On avoiding bugs in the first place, the biggest issue I see is not enough code reuse. A lot of scientists start from scratch with writing analysis code for each project (or worse yet, copy scripts around and try to edit them until they run on the new data). Such code tends to see very little use, with a small range of inputs, which makes it hard to spot inaccurate outputs. Try to cultivate your own analysis packages for running the sort of stuff your research usually involves. Even if it’s just for your own personal use, get in the habit of using version control and it will be far easier to figure out the scope of any bugs (if you know which commit introduced a bug it becomes fairly straight forward to work out which results are likely to have been affected and need to be recomputed).
Robert said on 2016-08-23
This article resonantes a bit with your thoughts.

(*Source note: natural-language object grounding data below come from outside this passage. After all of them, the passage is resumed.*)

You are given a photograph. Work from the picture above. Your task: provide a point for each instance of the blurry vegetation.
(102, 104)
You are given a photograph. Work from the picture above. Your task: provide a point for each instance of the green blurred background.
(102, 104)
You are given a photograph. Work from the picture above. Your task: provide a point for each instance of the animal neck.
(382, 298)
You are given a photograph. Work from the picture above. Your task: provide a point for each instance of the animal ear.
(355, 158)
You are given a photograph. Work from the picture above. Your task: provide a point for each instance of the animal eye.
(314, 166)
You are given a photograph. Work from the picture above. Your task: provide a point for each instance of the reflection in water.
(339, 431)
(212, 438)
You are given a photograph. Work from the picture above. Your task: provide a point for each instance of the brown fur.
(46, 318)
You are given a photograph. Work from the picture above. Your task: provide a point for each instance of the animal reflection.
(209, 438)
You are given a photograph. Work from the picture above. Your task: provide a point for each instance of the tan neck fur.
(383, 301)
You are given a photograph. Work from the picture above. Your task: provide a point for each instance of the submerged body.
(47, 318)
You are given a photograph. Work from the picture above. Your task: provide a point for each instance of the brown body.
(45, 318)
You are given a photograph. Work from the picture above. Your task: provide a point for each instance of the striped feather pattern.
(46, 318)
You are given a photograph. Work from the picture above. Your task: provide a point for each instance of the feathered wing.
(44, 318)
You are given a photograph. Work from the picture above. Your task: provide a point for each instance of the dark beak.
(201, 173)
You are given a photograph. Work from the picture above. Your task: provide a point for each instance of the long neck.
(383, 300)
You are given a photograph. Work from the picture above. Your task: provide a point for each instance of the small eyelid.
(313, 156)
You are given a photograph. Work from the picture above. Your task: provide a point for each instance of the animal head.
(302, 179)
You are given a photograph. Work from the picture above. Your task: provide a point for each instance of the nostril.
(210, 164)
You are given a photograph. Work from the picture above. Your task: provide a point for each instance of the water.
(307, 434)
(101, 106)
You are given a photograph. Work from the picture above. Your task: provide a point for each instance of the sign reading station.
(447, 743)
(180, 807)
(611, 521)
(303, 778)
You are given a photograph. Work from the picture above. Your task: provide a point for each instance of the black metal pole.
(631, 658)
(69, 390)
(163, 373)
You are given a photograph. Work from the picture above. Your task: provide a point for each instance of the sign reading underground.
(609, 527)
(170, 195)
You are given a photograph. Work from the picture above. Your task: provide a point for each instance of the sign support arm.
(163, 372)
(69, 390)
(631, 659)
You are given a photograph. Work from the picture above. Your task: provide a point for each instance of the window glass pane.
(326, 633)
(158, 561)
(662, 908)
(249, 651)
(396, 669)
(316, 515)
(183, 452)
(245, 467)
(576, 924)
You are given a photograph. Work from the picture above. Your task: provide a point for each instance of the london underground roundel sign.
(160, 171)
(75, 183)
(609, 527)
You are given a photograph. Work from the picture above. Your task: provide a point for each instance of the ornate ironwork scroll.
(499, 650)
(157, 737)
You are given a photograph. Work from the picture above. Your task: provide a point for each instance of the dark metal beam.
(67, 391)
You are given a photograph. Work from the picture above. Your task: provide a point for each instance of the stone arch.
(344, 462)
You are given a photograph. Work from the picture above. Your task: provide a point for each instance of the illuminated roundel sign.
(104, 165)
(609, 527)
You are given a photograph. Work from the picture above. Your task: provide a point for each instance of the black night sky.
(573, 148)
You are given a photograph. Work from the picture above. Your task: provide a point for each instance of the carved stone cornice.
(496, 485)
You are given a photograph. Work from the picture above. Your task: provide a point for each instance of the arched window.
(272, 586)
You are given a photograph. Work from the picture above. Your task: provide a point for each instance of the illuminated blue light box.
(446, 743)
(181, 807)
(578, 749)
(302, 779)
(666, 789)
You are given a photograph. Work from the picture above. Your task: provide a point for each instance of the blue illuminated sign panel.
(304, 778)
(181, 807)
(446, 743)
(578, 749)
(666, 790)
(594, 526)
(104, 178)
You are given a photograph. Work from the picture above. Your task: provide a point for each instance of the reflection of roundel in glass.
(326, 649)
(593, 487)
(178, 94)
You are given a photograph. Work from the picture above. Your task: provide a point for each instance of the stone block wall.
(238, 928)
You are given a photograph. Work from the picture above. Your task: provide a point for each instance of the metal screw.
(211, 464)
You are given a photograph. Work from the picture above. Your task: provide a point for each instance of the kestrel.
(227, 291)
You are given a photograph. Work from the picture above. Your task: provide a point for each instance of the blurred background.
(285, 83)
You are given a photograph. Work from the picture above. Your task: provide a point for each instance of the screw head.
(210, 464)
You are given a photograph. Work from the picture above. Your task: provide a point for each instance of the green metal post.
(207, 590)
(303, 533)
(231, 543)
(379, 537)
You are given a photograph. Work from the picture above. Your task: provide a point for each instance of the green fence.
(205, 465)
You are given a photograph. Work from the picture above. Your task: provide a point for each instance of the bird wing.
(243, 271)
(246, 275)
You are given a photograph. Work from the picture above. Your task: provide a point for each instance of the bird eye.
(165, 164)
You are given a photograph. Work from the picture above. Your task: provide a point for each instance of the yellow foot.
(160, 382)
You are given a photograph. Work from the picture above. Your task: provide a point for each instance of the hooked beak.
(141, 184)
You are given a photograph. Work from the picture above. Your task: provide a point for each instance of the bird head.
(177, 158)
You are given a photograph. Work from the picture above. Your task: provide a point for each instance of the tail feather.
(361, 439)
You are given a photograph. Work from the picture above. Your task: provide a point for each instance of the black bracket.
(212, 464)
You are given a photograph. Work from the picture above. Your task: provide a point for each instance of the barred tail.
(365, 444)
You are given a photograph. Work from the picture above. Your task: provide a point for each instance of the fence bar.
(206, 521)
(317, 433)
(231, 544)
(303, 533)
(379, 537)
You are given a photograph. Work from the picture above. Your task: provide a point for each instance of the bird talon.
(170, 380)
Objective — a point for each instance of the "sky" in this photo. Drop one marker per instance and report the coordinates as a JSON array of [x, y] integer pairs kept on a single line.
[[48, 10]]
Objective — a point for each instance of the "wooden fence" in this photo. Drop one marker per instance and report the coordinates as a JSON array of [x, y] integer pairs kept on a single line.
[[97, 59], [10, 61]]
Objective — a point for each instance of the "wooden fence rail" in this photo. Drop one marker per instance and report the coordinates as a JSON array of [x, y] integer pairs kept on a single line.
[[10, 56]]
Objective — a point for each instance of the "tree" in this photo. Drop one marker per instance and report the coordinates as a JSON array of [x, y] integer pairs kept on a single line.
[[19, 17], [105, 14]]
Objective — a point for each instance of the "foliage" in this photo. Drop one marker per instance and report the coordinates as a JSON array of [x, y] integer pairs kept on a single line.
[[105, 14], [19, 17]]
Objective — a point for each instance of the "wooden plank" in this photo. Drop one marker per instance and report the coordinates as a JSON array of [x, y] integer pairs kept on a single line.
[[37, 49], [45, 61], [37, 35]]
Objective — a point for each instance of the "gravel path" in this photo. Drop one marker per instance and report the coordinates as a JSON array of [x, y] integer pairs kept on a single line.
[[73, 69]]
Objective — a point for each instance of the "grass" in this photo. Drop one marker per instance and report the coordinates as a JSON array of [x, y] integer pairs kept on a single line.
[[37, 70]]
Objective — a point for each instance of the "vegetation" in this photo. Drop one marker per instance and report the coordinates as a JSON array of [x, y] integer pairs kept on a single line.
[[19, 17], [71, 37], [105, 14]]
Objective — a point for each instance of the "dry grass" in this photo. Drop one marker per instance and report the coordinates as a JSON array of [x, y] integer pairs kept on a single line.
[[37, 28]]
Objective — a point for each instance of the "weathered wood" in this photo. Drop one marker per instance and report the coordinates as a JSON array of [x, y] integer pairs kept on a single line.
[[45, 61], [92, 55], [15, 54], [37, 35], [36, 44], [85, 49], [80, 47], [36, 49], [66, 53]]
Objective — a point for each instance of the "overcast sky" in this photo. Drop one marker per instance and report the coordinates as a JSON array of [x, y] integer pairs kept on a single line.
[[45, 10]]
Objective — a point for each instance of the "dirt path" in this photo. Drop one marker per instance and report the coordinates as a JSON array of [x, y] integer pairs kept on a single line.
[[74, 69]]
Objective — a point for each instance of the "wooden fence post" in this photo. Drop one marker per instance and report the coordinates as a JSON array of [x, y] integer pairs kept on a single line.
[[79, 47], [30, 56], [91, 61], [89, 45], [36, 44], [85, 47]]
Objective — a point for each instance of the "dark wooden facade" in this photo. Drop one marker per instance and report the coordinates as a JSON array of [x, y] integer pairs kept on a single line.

http://scitation.aip.org/content/aip/magazine/physicstoday/article/65/7/10.1063/PT.3.1642
In my physics days we would always test analysis pipelines with simulated (incorporating as much of our physics knowledge as possible) data to ensure what comes out is what goes in and even then you can get into a trap of esoteric coding errors that might even be non-linear, so testing as much as possible is crucial and having independent tests of the pipelines was always crucial as well. With discovery directed particle physics experiments we would make sure to have a means to recover known physics parameters (such as cross-sections of processes we know that our experiment is sensitive to but not our main interest – an imbedded control if you will).
I definitely add my +1 to strict and principled approaches. The other thing, which is hard for people to sometimes accept is maybe their experiment just isn’t sensitive to the process they are investigating of hypothesizing exists. In physics this results in placing an upper limit on an effect size, which, IMHO would be a good lesson for neuroimaging experimentalists.
Russ Poldrack said on 2016-08-23
many thanks!